Exporting traces from Jaeger

  1. Open Jaeger UI (default: http://localhost:16686)
  2. Search for traces of interest (by service name, operation, duration, etc.)
  3. Click the JSON download button on a trace or search result
  4. Save to a file and pass to either skill

See the OTEL dev harness for running a local Jaeger instance.

Releasing

Cutting a release is two phases: a release PR that bumps the version, then a tag pushed after the PR merges. The tag triggers cargo-dist, which builds binaries and publishes the GitHub Release. Release notes are auto-generated by GitHub from merged PR titles since the previous tag.

The flow

# 1. Branch off main and bump the workspace version.
git checkout main && git pull
git checkout -b release/v4.0.3
$EDITOR Cargo.toml                      # update [workspace.package].version
cargo update --workspace                # refresh Cargo.lock
git commit -am "release v4.0.3"
git push -u origin release/v4.0.3
gh pr create --title "release v4.0.3"

# 2. After the PR is reviewed and merged to main, tag the merge commit.
git checkout main && git pull
git tag v4.0.3
git push origin v4.0.3                  # ← triggers .github/workflows/release.yml

Watch the Actions tab. cargo-dist builds platform binaries, creates the GitHub Release with auto-generated notes, publishes the Homebrew formula, and pushes the multi-arch Docker image.

Why the two-phase split

cargo-dist’s release workflow triggers on any pushed vX.Y.Z tag regardless of which branch the tag points at. Holding the tag step until after merge ensures every release goes through PR review.

How release notes are generated

.github/workflows/release.yml calls gh release create --generate-notes. GitHub builds the release body automatically from PRs merged since the previous tag, categorized per .github/release.yml:

LabelSection
breaking-change, semver:majorBreaking Changes
feature, enhancement, featFeatures
bug, fixBug Fixes
performance, perfPerformance
documentation, docsDocumentation
(anything else)Other Changes

Apply one of these labels to each PR before merging. Unlabeled PRs still appear under “Other Changes” with their full title and author credit, so categorization is nice-to-have, not required.

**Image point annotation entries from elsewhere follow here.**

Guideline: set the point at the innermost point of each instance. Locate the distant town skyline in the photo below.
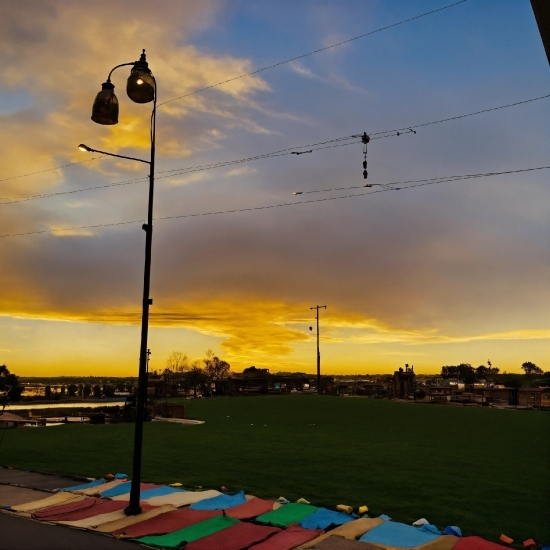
(433, 275)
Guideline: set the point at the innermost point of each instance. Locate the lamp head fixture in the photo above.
(140, 86)
(105, 108)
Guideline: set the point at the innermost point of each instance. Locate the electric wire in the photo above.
(261, 70)
(216, 165)
(268, 207)
(181, 171)
(440, 179)
(278, 64)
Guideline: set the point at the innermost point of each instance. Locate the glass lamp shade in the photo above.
(141, 84)
(105, 109)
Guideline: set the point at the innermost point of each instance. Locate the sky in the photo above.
(439, 274)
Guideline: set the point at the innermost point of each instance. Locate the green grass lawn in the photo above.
(485, 470)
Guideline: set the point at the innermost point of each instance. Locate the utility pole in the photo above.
(317, 308)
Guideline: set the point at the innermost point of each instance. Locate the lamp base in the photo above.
(132, 510)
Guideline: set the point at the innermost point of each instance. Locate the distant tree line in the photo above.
(197, 375)
(464, 372)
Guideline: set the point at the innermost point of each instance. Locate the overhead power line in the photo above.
(281, 205)
(282, 152)
(429, 181)
(216, 165)
(278, 64)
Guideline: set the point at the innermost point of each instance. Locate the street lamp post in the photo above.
(141, 88)
(318, 352)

PR titles already follow the feat: / fix: / docs: convention from CLAUDE.md, which makes the unlabeled “Other Changes” list readable on its own.

Rolling back

During Phase 1, before pushing:

git checkout main
git branch -D release/vX.Y.Z

After the release PR is opened but before merge:

Close the PR and delete the branch on GitHub. Nothing has shipped.

After the tag is pushed but cargo-dist still running:

git push origin :refs/tags/vX.Y.Z       # delete the remote tag
git tag -d vX.Y.Z                       # delete the local tag

Cancel the in-progress Release workflow run from the Actions tab.

After cargo-dist created the GitHub Release:

Delete the GitHub Release from the UI, then delete the tag (commands above). The merge commit on main stays in place — re-tag it once the issue is fixed, or supersede it with another release PR.

Configuration files

  • .github/release.yml — categorization for GitHub’s auto-generated release notes.
  • dist-workspace.toml — cargo-dist’s distribution targets and installers.
  • .github/workflows/release.yml — autogenerated by cargo-dist (with allow-dirty = ["ci"] set so our --generate-notes edit survives dist init).